Mevrouw Mondriaan staat in de keuken en zet koffie als de deurbel gaat. Snel loopt ze naar de deur….
Mondriaan: Ha, Annelies! Kom binnen, de koffie staat al klaar.
Mevrouw Escher hangt haar jas aan de kapstok en loopt achter mevrouw Mondriaan de kamer in.
Mondriaan: Ga lekker zitten, ik haal even de koffie. Wil je er een koekje bij? Mijn Piet heeft weer koekjes gebakken. Dat doet hij heel goed.
Mevrouw Escher: Ja, lekker! En waarom heb je me vanmorgen zo vroeg gebeld? Wat is er aan de hand?
Mevrouw Mondriaan: Wacht even, Annelies. Eerst de koffie en de koekjes.

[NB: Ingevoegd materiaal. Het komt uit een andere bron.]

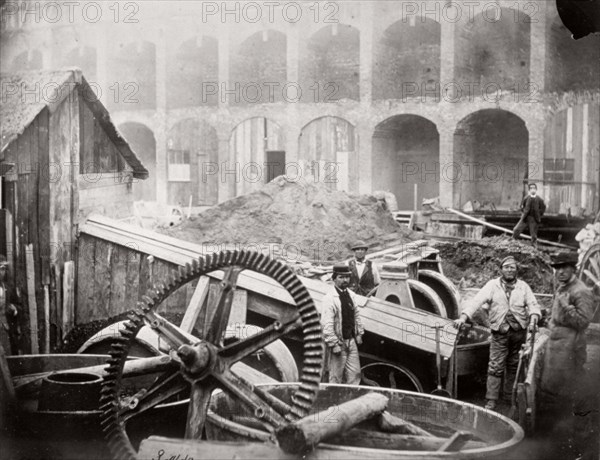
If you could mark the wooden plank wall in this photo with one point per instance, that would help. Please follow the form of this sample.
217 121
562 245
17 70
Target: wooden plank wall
111 278
27 200
104 181
574 133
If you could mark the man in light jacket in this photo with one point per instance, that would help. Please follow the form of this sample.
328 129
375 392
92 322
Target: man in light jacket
342 329
511 308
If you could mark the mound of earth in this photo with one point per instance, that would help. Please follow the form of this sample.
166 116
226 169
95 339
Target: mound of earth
301 218
473 263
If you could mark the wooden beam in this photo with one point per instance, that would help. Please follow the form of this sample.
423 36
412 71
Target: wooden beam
68 297
305 434
33 320
195 305
505 230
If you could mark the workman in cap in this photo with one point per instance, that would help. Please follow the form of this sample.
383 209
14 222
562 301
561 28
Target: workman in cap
532 210
567 397
365 276
342 329
511 307
572 311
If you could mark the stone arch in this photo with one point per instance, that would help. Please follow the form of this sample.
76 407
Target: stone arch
253 143
572 159
330 64
327 150
143 143
132 82
28 60
491 153
192 163
259 67
407 60
193 74
406 158
83 57
494 50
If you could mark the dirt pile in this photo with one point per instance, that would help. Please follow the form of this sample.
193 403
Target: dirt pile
301 218
473 263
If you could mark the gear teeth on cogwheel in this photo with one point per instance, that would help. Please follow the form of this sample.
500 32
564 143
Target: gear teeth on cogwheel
302 398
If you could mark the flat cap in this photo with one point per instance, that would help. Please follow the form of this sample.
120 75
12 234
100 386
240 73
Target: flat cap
508 260
341 269
360 244
565 258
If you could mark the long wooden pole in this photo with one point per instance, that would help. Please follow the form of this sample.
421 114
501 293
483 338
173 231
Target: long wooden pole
505 230
303 435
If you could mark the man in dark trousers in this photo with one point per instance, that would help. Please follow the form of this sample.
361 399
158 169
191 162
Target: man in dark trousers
512 309
342 329
532 210
568 397
364 274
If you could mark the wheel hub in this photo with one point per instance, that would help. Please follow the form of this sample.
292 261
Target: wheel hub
197 360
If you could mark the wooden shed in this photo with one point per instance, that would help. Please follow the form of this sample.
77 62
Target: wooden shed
68 160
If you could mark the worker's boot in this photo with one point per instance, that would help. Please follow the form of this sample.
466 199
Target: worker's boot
490 404
493 386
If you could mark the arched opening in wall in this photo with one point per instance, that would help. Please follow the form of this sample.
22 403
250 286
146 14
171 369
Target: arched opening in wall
571 65
406 153
83 57
27 60
491 152
257 150
407 60
132 80
330 65
193 74
192 163
142 142
259 69
327 149
571 160
493 52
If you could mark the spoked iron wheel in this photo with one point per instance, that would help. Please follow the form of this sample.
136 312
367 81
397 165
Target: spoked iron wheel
199 365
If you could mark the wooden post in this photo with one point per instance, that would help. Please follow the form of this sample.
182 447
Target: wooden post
46 319
68 297
303 435
33 322
195 305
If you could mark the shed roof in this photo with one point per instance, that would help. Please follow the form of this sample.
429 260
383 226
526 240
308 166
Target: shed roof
26 94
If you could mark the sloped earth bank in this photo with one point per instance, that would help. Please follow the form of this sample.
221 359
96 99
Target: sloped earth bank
473 263
299 219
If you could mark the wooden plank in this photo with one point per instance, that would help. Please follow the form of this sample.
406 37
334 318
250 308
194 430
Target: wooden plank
118 281
220 450
86 292
132 279
195 305
68 297
410 326
302 436
33 318
55 306
102 279
46 319
144 275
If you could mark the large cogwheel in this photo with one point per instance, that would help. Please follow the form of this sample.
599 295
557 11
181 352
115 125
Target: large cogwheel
195 366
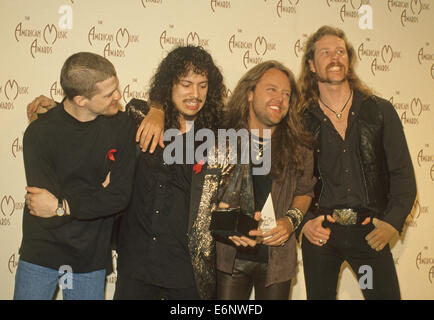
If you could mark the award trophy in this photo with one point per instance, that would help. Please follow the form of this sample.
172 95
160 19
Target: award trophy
236 190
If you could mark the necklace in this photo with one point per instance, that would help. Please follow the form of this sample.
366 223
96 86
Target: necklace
338 114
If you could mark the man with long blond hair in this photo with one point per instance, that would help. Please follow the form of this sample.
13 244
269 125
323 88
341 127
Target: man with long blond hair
366 185
266 98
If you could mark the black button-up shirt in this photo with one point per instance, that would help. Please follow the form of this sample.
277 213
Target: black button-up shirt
154 244
339 162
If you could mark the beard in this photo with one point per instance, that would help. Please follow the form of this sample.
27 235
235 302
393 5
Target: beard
330 81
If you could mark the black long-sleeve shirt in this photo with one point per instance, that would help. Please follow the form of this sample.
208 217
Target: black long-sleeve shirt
340 169
153 243
70 159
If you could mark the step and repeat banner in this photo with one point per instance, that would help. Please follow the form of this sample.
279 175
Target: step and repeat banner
394 41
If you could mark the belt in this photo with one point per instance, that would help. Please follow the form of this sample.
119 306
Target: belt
347 216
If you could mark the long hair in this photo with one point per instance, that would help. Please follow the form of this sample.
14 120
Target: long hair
178 63
307 80
289 136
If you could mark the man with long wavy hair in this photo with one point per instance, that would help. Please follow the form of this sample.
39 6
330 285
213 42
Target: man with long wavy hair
266 98
366 185
165 249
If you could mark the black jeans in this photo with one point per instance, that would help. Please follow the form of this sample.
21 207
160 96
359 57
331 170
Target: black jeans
128 288
375 270
246 275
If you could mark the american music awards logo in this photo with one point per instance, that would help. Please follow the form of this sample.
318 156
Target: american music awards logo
382 56
8 206
412 110
10 92
255 49
410 10
169 39
115 41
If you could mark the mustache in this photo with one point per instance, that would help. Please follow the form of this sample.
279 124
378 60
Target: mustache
334 64
196 100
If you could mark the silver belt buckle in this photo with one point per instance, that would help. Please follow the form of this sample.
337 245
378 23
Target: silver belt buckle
345 217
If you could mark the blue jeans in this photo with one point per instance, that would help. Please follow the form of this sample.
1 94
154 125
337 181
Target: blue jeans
34 282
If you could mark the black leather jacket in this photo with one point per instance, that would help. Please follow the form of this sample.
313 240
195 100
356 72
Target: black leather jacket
374 162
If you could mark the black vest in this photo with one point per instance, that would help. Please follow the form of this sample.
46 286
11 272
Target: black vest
371 154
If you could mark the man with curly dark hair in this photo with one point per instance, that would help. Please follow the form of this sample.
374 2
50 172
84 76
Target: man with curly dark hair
164 250
165 247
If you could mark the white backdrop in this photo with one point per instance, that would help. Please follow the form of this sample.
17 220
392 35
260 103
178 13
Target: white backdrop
395 50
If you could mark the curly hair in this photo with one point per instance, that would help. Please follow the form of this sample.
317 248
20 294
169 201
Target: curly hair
178 63
289 136
307 80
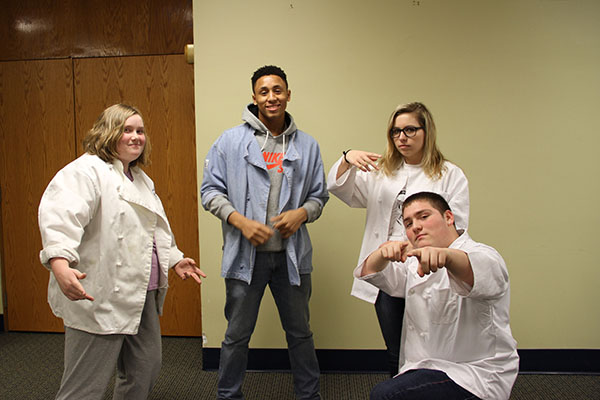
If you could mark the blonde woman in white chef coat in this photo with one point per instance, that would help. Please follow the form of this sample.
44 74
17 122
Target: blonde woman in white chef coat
412 163
107 241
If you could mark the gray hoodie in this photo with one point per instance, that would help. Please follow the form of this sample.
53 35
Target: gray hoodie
273 148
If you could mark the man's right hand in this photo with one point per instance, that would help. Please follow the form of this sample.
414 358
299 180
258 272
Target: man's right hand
254 231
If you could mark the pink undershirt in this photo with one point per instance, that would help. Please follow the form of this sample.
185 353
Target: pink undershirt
153 283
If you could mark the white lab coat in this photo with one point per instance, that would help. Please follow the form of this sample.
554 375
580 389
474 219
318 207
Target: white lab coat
104 225
377 192
451 327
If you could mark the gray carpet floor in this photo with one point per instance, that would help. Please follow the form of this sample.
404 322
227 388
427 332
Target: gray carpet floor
31 368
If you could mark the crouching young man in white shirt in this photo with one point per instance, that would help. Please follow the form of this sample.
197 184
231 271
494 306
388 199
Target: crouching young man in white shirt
456 339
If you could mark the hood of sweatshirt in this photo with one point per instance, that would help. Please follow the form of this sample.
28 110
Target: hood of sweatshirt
250 116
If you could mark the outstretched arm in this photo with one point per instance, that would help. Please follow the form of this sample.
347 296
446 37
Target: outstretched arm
363 160
455 261
187 268
380 258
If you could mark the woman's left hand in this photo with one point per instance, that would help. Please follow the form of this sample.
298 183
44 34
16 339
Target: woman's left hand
187 268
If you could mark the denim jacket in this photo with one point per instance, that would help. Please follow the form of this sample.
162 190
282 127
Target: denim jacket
235 167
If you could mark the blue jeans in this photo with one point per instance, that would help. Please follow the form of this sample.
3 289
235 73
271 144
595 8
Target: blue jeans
420 384
241 310
390 314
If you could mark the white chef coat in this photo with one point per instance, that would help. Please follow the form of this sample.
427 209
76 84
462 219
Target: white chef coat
451 327
377 192
104 225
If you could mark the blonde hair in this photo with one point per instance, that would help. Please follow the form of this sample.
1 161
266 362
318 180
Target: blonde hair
433 159
104 136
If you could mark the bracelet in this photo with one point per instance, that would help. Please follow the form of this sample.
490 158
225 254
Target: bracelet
344 153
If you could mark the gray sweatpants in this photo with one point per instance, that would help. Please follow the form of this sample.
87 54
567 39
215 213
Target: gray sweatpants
90 360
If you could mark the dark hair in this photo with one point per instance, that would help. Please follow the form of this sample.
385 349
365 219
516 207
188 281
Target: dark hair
436 201
268 70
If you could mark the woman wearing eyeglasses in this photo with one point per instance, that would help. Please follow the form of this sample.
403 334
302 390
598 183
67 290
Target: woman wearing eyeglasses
412 163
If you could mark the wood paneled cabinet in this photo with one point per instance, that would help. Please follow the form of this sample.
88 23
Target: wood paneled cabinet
46 107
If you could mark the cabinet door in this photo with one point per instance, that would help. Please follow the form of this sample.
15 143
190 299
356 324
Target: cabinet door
162 88
37 138
46 107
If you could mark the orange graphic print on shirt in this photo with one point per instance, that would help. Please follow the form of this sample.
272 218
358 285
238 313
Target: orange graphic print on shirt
274 160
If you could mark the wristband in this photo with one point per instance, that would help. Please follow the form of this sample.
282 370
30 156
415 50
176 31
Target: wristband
344 153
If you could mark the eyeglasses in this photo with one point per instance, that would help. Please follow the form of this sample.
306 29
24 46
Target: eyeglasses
409 131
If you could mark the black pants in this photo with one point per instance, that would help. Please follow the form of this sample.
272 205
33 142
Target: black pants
390 313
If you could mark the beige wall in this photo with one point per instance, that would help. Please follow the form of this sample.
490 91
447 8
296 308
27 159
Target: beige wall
514 87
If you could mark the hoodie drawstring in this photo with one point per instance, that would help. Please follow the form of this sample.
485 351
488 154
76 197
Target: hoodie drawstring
267 138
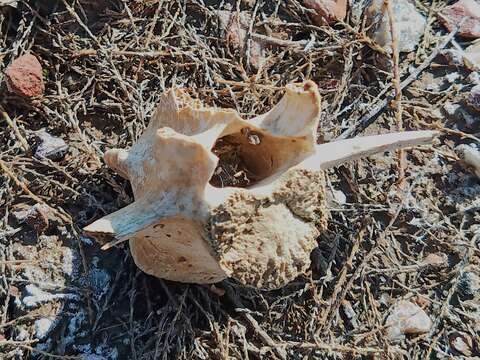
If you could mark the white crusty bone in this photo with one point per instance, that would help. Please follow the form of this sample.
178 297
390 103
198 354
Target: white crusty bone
181 227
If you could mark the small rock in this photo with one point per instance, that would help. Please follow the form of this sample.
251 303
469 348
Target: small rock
452 77
469 284
461 343
470 156
24 77
474 97
37 217
49 146
474 78
453 15
436 260
339 197
410 24
327 11
407 318
235 27
350 313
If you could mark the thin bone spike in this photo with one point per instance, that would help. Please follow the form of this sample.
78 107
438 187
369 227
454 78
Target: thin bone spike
337 152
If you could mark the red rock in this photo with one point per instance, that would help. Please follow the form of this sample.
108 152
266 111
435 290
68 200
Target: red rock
235 27
327 11
24 76
452 16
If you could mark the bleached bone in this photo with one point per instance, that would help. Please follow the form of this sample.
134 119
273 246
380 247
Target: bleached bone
181 227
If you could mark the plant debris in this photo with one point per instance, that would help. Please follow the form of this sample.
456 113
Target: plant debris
466 15
105 64
24 76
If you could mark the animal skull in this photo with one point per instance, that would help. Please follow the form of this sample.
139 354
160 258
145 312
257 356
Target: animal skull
186 224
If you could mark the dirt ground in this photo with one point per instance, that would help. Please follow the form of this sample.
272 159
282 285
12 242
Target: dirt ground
105 64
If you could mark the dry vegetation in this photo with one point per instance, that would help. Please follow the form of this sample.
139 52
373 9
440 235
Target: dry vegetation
106 63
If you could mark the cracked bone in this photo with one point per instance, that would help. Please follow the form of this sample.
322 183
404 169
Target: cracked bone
217 196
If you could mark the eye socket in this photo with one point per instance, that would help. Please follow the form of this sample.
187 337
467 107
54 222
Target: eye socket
249 156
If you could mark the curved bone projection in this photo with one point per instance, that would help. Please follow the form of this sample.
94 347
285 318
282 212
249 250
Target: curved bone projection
217 196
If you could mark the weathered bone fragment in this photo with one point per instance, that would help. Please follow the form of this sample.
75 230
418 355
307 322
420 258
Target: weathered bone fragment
217 196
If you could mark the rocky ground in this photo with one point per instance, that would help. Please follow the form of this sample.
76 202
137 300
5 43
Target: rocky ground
397 273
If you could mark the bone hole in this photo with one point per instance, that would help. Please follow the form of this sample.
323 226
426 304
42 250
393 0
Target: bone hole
245 158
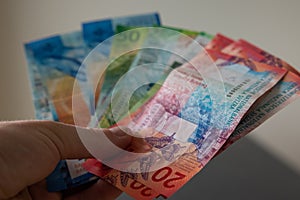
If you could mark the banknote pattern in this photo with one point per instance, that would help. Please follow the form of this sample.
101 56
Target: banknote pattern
193 103
204 147
53 65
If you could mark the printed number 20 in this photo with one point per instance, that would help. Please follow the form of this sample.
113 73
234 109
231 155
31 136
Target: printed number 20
162 175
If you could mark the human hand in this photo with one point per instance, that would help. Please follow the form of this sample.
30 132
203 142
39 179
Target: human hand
30 150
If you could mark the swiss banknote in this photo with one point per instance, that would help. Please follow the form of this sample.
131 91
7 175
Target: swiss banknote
202 94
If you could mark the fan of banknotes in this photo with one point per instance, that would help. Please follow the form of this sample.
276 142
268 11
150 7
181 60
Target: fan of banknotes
188 94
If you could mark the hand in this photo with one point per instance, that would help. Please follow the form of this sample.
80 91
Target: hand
30 150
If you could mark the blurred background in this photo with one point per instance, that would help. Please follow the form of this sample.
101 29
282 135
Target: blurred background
263 165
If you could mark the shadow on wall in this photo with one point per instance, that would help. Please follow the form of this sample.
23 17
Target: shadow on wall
244 171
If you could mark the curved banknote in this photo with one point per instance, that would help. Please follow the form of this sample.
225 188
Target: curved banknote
53 65
166 59
286 90
243 85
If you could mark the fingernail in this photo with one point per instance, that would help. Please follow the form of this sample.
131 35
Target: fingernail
118 131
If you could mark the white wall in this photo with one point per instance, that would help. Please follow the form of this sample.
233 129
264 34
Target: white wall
271 24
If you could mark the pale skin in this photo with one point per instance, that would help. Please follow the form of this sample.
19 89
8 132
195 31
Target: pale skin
30 150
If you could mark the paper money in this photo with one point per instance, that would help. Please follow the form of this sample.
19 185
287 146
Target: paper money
285 91
53 65
206 142
160 56
189 117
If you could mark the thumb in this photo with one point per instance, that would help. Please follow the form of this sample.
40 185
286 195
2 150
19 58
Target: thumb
30 150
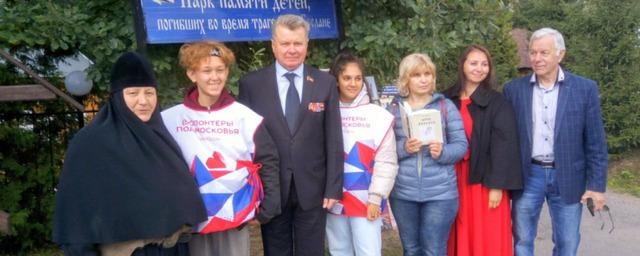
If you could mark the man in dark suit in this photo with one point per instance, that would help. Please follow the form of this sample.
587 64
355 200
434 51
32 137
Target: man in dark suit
563 146
300 107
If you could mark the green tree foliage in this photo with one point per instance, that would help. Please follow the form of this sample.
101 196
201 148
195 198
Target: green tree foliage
383 32
603 44
40 32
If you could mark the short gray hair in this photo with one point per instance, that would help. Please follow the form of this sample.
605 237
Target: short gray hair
290 21
557 38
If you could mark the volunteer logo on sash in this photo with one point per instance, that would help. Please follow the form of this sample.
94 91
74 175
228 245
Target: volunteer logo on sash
363 129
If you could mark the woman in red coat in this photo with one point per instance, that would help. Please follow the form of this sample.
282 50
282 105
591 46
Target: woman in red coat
491 166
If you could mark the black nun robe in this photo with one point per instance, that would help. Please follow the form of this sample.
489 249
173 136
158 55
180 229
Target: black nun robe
123 179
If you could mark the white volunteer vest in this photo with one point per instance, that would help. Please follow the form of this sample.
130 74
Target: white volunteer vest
363 129
218 143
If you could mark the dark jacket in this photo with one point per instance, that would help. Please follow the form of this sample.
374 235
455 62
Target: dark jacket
495 153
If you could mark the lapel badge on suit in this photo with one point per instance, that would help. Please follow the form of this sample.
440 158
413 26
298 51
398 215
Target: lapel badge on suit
316 106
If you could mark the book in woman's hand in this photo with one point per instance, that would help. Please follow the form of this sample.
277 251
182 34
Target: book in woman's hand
425 125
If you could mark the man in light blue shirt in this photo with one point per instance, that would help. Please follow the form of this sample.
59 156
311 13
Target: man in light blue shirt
562 145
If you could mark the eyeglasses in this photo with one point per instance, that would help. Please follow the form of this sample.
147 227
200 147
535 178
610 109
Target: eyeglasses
605 208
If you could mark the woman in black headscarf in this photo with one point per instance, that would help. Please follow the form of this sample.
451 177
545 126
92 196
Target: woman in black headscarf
124 184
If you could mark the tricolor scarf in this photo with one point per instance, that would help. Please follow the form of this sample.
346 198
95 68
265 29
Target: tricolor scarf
217 142
363 129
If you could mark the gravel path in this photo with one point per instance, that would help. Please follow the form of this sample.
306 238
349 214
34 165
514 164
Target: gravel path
624 240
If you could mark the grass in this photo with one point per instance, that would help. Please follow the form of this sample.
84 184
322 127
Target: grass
390 243
624 177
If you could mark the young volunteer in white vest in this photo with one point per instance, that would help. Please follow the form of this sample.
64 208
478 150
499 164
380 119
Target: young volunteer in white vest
230 153
370 165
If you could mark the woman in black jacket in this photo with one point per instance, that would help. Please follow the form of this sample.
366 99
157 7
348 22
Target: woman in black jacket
491 167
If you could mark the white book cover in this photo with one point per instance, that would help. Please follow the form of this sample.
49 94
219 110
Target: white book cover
423 124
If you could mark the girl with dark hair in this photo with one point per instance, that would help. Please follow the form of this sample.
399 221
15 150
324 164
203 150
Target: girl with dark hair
491 165
370 166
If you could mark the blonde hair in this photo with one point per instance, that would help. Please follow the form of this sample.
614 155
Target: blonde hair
291 22
191 54
410 65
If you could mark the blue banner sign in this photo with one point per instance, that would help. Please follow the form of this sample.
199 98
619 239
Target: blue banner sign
177 21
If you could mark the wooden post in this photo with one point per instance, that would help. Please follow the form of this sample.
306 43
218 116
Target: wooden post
41 80
25 92
138 25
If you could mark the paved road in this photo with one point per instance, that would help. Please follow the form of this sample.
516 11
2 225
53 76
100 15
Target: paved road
624 240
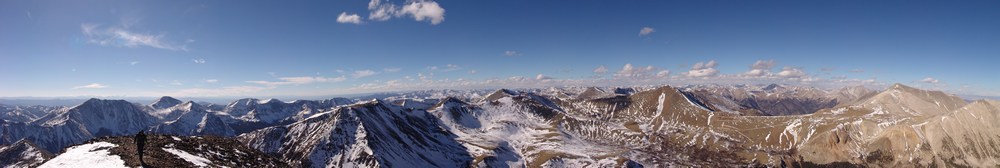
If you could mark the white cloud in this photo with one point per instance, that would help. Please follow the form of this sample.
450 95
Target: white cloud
511 53
348 18
930 80
300 80
663 73
646 31
175 82
224 91
701 69
91 86
446 68
420 10
629 71
122 37
363 73
601 70
760 68
391 69
424 10
791 72
542 77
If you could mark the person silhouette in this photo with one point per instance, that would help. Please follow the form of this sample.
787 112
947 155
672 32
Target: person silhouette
140 144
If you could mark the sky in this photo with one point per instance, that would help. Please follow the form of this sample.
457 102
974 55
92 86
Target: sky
192 48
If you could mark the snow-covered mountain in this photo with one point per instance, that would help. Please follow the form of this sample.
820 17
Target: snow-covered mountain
24 113
773 99
367 134
195 120
23 153
163 151
688 126
165 102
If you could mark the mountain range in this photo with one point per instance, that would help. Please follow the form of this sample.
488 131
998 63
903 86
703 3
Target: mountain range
696 125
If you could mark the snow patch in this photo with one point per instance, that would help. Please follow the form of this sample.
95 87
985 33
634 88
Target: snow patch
87 155
193 159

Ze loopt naar de keuken, schenkt de koffie in, legt de koekjes op een schoteltje en komt de kamer weer in.
Mondriaan: Zo, nou, ik heb groot nieuws!
Ze neemt een slokje van haar koffie en knabbelt aan haar koekje.
Mevrouw Escher: Kom op, Adèle, laat me niet zo in spanning wachten. Wat wilde je me vertellen?
Mondriaan: Je weet dat Piet sinds zijn pensioen schildert.
Escher: Ja, dat weet ik. Hij houdt van vierkantjes en balkjes, toch? Beetje rare schilderijen, vind ik.
Mondriaan: Ja, Annelies, ik ben het helemaal met je eens. Maar: hij heeft een van zijn schilderijen verkocht!
Escher: Wat??? Serieus?? Nou, gelukkig zijn er dus ook mensen die ze mooi vinden.
Mevrouw Mondriaan en mevrouw Escher moeten lachen.
Mondriaan: Ja, en niet alleen dat maar hij heeft er ook veel geld voor gekregen. Veel meer dan voor de andere.
Escher: O, ja? Dat is fantastisch! Mag ik vragen hoeveel hij heeft gekregen?
Mondriaan: Natuurlijk mag dat. Hij heeft € 3.100 verdiend!
Escher: Zoveel?!
Mondriaan: Ik ben wel trots op mijn Piet.
Escher: En welk schilderij is het?
Mondriaan: Dat gekke schilderij met die vlakjes en plakkertjes, je weet wel, ‘Bunga Bunga Freedom’.
Escher: O, ja, dat is een heel gek schilderij. Ze glimlacht.
Mondriaan: Ik heb je niet alleen daarvoor gebeld, Annelies. Mijn Piet heeft gezegd dat ik met jou samen een weekendje naar De Hoge Veluwe mag gaan. Wat vind je ervan? Heb je zin om met mij mee te gaan? Ik kan vanmiddag al een hotel boeken en dan kunnen we morgen gaan.
Escher: O, Adèle, wat aardig van Piet! Het lijkt me geweldig om daar naartoe te gaan. Nou, ik drink mijn koffie snel op en ga mijn koffers pakken.